Laïcité : les lycéens prônent le respect des croyances de chacun

Par Thibaut Cojean, publié le 05 Mars 2021
6 min

Selon un récent sondage Ifop, les lycéens sont beaucoup plus souvent favorables au port des signes religieux que le reste de la population. Attachés au principe d’égalité, les jeunes musulmans sont aussi très nombreux à considérer la laïcité comme discriminatoire envers la religion.

Les lycéens n’ont pas la même vision de la laïcité que le reste de la population. Alors que la loi sur le séparatisme est en ce moment au cœur de l’actualité politique, un sondage Ifop met en avant le regard particulier, très proche de la loi de 1905, que les élèves de lycée portent sur la laïcité.

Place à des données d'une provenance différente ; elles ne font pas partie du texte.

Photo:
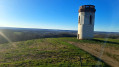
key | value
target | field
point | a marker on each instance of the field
(49, 52)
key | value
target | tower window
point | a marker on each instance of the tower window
(90, 19)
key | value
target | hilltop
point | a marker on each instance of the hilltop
(50, 52)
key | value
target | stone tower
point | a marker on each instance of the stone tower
(86, 20)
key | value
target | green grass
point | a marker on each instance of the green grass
(46, 52)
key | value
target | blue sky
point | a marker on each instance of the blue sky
(57, 14)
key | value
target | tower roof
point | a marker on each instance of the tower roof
(87, 8)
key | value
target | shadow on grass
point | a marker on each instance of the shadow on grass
(104, 41)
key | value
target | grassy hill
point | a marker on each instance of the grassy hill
(50, 52)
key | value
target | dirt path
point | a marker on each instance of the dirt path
(109, 55)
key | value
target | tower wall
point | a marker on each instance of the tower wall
(86, 24)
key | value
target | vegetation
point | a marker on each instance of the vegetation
(50, 52)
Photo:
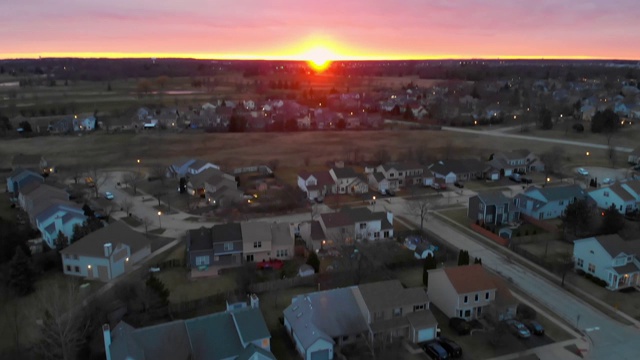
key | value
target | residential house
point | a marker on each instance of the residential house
(470, 292)
(625, 196)
(231, 244)
(634, 156)
(548, 202)
(106, 253)
(515, 161)
(348, 181)
(35, 162)
(189, 167)
(59, 218)
(493, 207)
(401, 174)
(240, 333)
(20, 178)
(377, 312)
(317, 184)
(348, 225)
(610, 258)
(457, 170)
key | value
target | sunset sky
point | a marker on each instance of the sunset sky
(339, 29)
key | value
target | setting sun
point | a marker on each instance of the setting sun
(319, 57)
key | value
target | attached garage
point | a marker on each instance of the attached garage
(423, 326)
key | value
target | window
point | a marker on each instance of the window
(202, 260)
(397, 312)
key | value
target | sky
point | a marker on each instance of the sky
(335, 29)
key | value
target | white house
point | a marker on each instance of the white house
(470, 291)
(609, 258)
(106, 253)
(625, 196)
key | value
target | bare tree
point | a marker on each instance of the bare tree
(420, 209)
(64, 325)
(99, 178)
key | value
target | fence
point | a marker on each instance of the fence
(490, 235)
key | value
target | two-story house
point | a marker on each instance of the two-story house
(348, 181)
(493, 207)
(610, 258)
(470, 292)
(400, 175)
(625, 196)
(378, 312)
(317, 184)
(548, 202)
(106, 253)
(356, 224)
(59, 218)
(240, 332)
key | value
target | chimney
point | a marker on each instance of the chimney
(255, 302)
(106, 333)
(108, 249)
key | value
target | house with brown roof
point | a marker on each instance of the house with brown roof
(348, 225)
(610, 258)
(470, 292)
(316, 184)
(106, 253)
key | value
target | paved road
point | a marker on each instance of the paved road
(610, 339)
(536, 138)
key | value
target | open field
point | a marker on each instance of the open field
(238, 149)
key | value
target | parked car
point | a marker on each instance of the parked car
(460, 326)
(534, 327)
(453, 349)
(518, 329)
(435, 351)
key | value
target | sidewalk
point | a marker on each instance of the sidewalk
(591, 300)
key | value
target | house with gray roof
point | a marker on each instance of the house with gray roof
(492, 207)
(380, 312)
(610, 258)
(238, 333)
(106, 253)
(59, 218)
(548, 202)
(357, 224)
(19, 178)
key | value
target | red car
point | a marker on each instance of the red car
(271, 264)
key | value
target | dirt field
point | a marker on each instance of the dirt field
(233, 150)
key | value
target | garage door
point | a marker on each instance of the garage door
(426, 335)
(320, 355)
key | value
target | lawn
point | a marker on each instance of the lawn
(184, 289)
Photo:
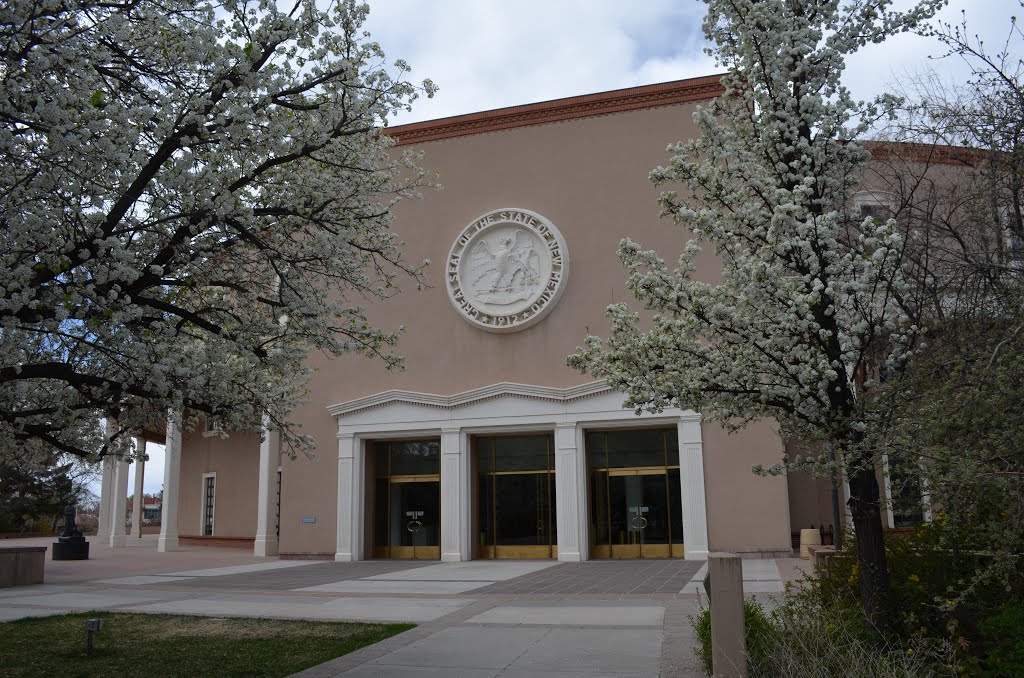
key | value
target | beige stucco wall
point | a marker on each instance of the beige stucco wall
(589, 177)
(236, 461)
(745, 512)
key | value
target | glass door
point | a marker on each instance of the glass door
(636, 510)
(407, 500)
(516, 498)
(640, 513)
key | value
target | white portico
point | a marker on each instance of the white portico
(450, 430)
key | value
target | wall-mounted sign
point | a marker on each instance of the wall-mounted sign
(507, 269)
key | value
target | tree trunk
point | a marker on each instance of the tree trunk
(865, 507)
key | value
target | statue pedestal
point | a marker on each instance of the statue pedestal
(71, 548)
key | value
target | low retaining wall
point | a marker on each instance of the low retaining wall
(229, 542)
(22, 565)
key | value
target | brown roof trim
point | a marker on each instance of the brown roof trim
(927, 153)
(572, 108)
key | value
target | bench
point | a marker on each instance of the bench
(22, 565)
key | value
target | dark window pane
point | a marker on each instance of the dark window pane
(415, 458)
(522, 453)
(672, 442)
(596, 457)
(380, 513)
(599, 507)
(484, 455)
(631, 449)
(381, 463)
(522, 520)
(415, 519)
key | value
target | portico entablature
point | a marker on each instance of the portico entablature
(506, 408)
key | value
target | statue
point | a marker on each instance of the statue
(71, 545)
(71, 530)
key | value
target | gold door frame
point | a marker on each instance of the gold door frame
(520, 551)
(408, 552)
(633, 551)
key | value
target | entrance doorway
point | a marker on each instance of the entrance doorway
(635, 504)
(407, 500)
(516, 491)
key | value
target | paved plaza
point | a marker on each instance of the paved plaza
(477, 619)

Une vision "plus tolérante" de la laïcité

Selon cette enquête, parue le 3 mars 2021, les lycéens sont par exemple beaucoup moins souvent opposés au port des signes religieux ostensibles (croix, kippa, voile, turban, etc.) que la population générale : 57% y sont favorables dans le cadre d’une sortie scolaire, contre 26% de l’ensemble des Français. L’ordre de grandeur est le même dans le cadre du collège (50% contre 25%), du lycée (52% contre 25%) ou pour les agents du service public (49% contre 21%).

Les lycéens voient dans la laïcité une valeur égalitaire : pour 29% d’entre eux, son premier principe est de "mettre toutes les religions sur un pied d’égalité". Seulement 19% des Français estiment de même. Les lycéens ne sont que 11% à penser que son but premier est de "faire reculer l’influence des religions dans notre société", alors que c'est le cas pour 26% des Français.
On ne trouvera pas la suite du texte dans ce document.